Posted by ESC on June 24, 2011 at 15:21
In Reply to: Re: Can you dig it? posted by Baceseras on June 18, 2011 at 18:20:
: : Can you dig it?
: : I can dig it.
: : You dig it?
: : I dig it.
: : You dig?
: : Dig?
: : etc.
: : I've always had the impression that it came from the hippie movement in the 60's. But I can't figure out what the act of digging has to to with comprehending or appreciating something. Or why the expression seems to have these two separate meanings. You dig?

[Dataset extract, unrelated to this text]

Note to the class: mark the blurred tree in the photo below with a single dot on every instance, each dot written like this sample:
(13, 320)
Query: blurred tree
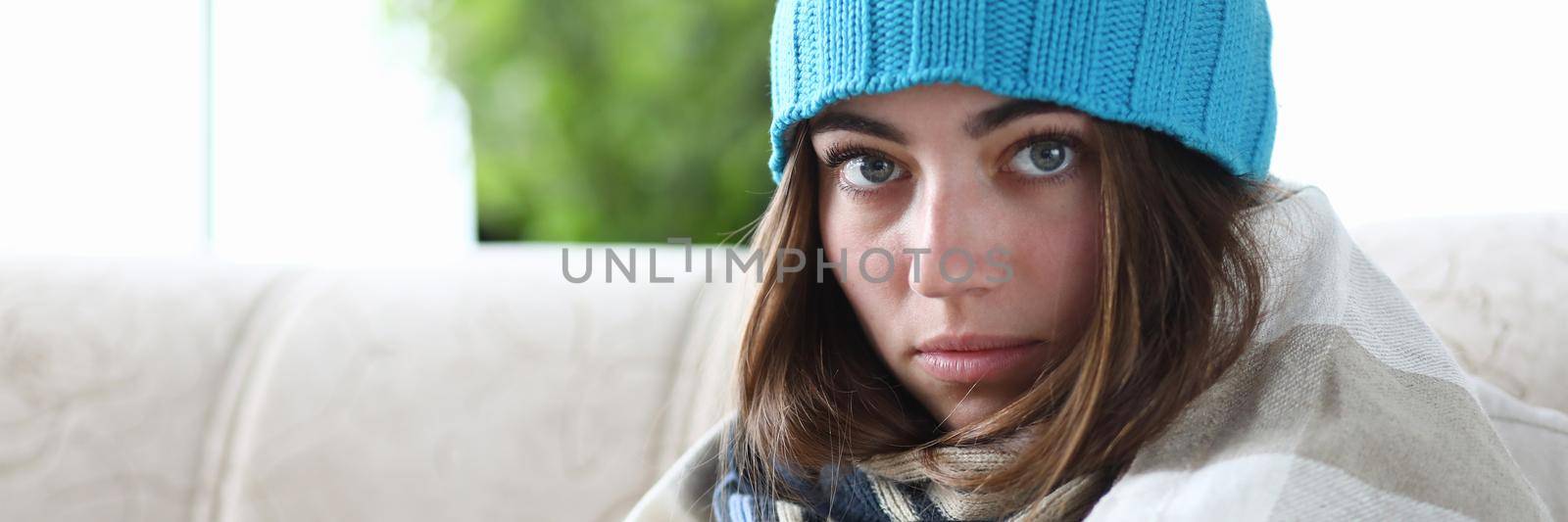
(611, 119)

: [For the slang usage, the OED has a citation from a New York newspaper (The World Telegram) in 1936: “‘You dig?’ is a short cut for ‘You understand?’” The figurative use of “digging,” as for knowledge or understanding, which are not to be found on the surface of things, goes back centuries. It was an innovation of U.S. English to leave off the indirect object and let the verb “to dig” stand by itself for “to know, to understand.” Already in 1827 (again according to the OED) the Harvard Register gives: “the sunken eye and sallow countenance bespoke the man who _dug_ sixteen hours per diem.” There “to dig” means “to study hard,” and from there to the slang sense is a short step. - Baceseras.]
A couple of related phrases. Anthony Wells, a New Orleans resident interviewed about "the storm," before and after, ended some of his statements with "...you feel me?" "They gave everybody a deficit card for $480, but we had to spend it at Wal-Mart, so actually what did they give us, you feel me?" ("Nine Lives: Death and Life in New Orleans" by Dan Baum. Page 294.)
Pam, a vampire, couldn't directly warn Sookie about trouble brewing. Pam's master had prohibited her from doing so. Pam talked around it, giving hints. Then said, "Are you picking up what I'm putting down?" ("Dead Reckoning," Sookie Stackhouse, Book 11, by Charlaine Harris.)